Saturday, September 15, 2018

Refreshing My Legal Skills

I'm set to go back to work part-time. It's where I worked a few years ago--the Maryland Crime Victims' Resource Center. This time, I'm going to represent crime victims in administrative hearings and appeals to the courts. I was given the chance to attend a three-day training course offered to new Legal Aid attorneys by Maryland Legal Aid in Marriottsville, Maryland.

I opted in and attended, mainly because I've not been in a courtroom as a practitioner in a long time. It was both useful and fun--I got to hear some good, practical lecturers, mostly on evidence, and to make opening and closing statements, get documents admitted and an expert qualified, and conduct both direct and cross. The critiques--mostly by senior Legal Aid lawyers--were helpful and knowledgeable.

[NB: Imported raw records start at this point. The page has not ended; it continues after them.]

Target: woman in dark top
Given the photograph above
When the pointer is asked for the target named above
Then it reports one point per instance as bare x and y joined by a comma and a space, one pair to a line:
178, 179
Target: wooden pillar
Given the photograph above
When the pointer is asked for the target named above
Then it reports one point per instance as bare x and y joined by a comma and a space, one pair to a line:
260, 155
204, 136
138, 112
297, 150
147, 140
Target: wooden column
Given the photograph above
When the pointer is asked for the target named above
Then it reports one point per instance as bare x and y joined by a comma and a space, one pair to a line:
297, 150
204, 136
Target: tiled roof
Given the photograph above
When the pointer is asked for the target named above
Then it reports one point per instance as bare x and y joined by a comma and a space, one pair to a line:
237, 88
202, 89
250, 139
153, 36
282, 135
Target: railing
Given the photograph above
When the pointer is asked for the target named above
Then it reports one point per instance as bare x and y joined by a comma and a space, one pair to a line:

I likely was the oldest "new attorney" in attendance but that did not either bother me or make any difference. I was there to learn skills just like any other lawyer who hasn't been in the courts to try cases--in a long time, for me. One case was landlord-tenant and the other was child custody. They had been using the first for years and just made up the second. 

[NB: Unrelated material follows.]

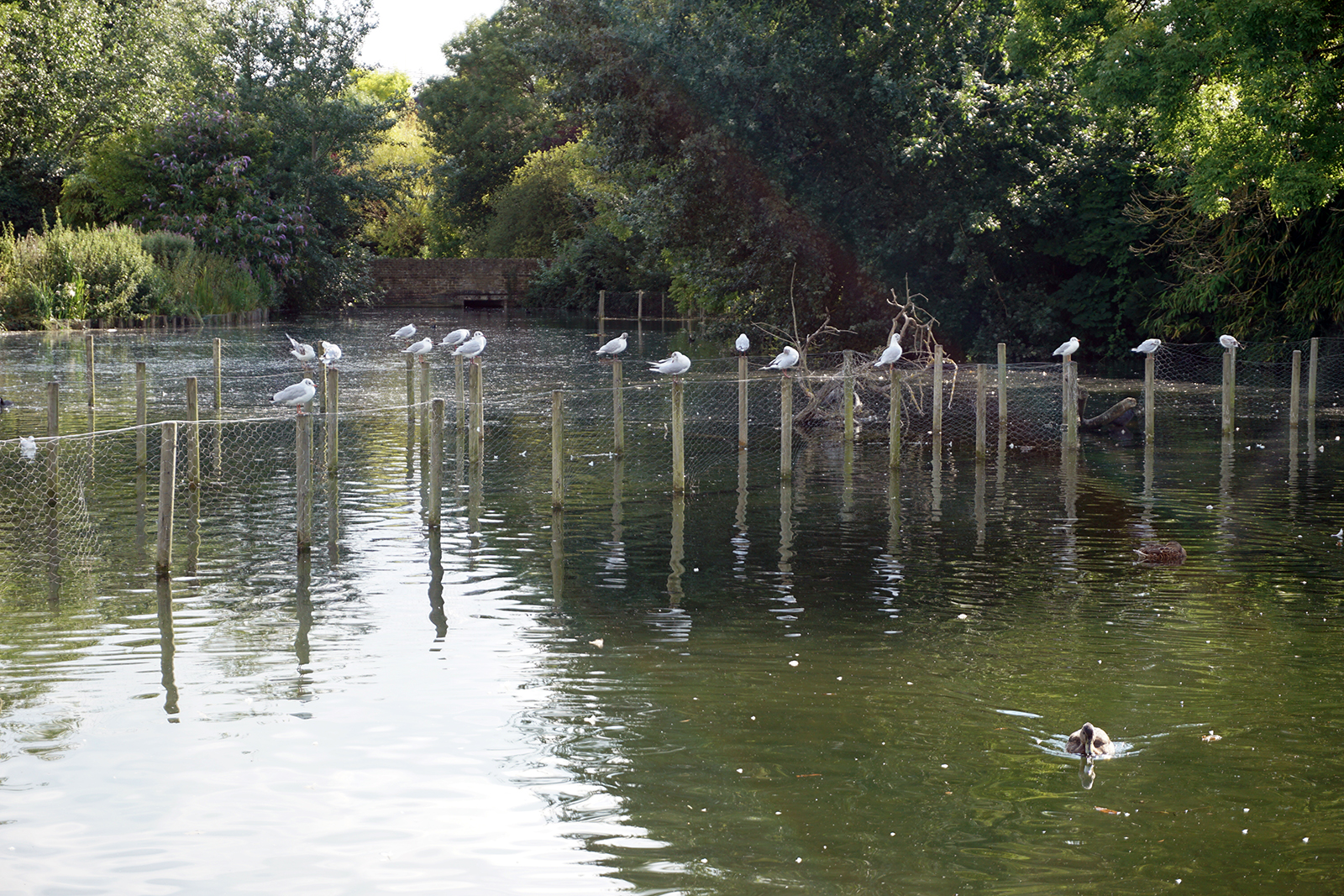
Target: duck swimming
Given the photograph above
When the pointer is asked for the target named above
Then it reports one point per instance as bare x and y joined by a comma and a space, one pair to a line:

To me, the best lecturer was a long-time practitioner who now runs a bar review. He might have been the only person there--and that includes all the other lecturers and senior staff who were the judges--older than me. He was highly pragmatic and urged us to just keep using the techniques he described because then they would become second nature.

Some have asked why I'm going back to work--even part-time. I'm not at all bored with what I'm doing now. I won't be getting enough money for it to make a major difference. So I don't have a good answer: it's probably because it seems like it could be both satisfying and useful--and also fun.

Sunday, September 9, 2018

'The Wife' and 'Crazy Rich Asians'

Two new movies: The Wife is based on one of Meg Wolitzer's early novels--her penultimate one, The Interestings, was very good. She writes wonderfully and in Glenn Close, her leading character was played perfectly.

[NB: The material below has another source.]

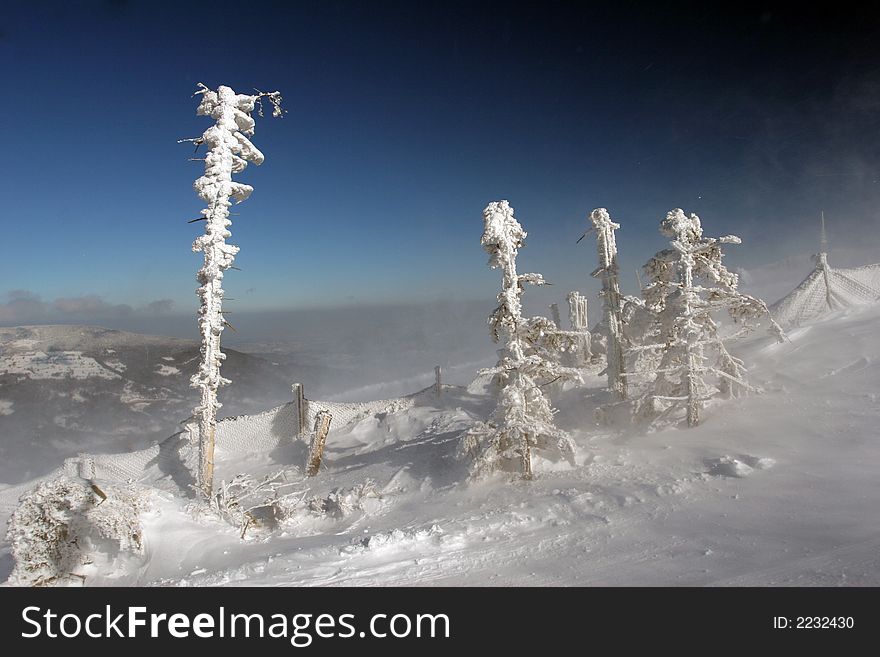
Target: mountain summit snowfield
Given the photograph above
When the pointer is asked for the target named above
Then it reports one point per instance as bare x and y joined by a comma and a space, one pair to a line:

Jonathan Pryce is also excellent as the supremely egotistical husband: I did not see him in the original Miss Saigon but I do recall his initial  appearance on Broadway in Trevor Griffiths's play, Comedians, in which he plays a young British comedian with a totally different style. The promoter auditioning the comics discerns how good the young comic will be even though he realizes that his shtick is unlikely to succeed at first and in the provinces.

Close does deserve awards here and should get them even though I am skeptical of so-called sympathy votes. She should win this time on the merits. Her role requires her maintaining a closed exterior and as some reviews have noted, the movie does not include her witty lines in the novel as narrator.

Crazy Rich Asians is a fun picture, not to be taken too seriously but enjoyed. It's yet another example in our times of identity culture of a story that makes fun of its ethnic group but is seen as acceptable because the producers, cast, and crew are all member of the group. This does not take away from the picture's being well-made and clever.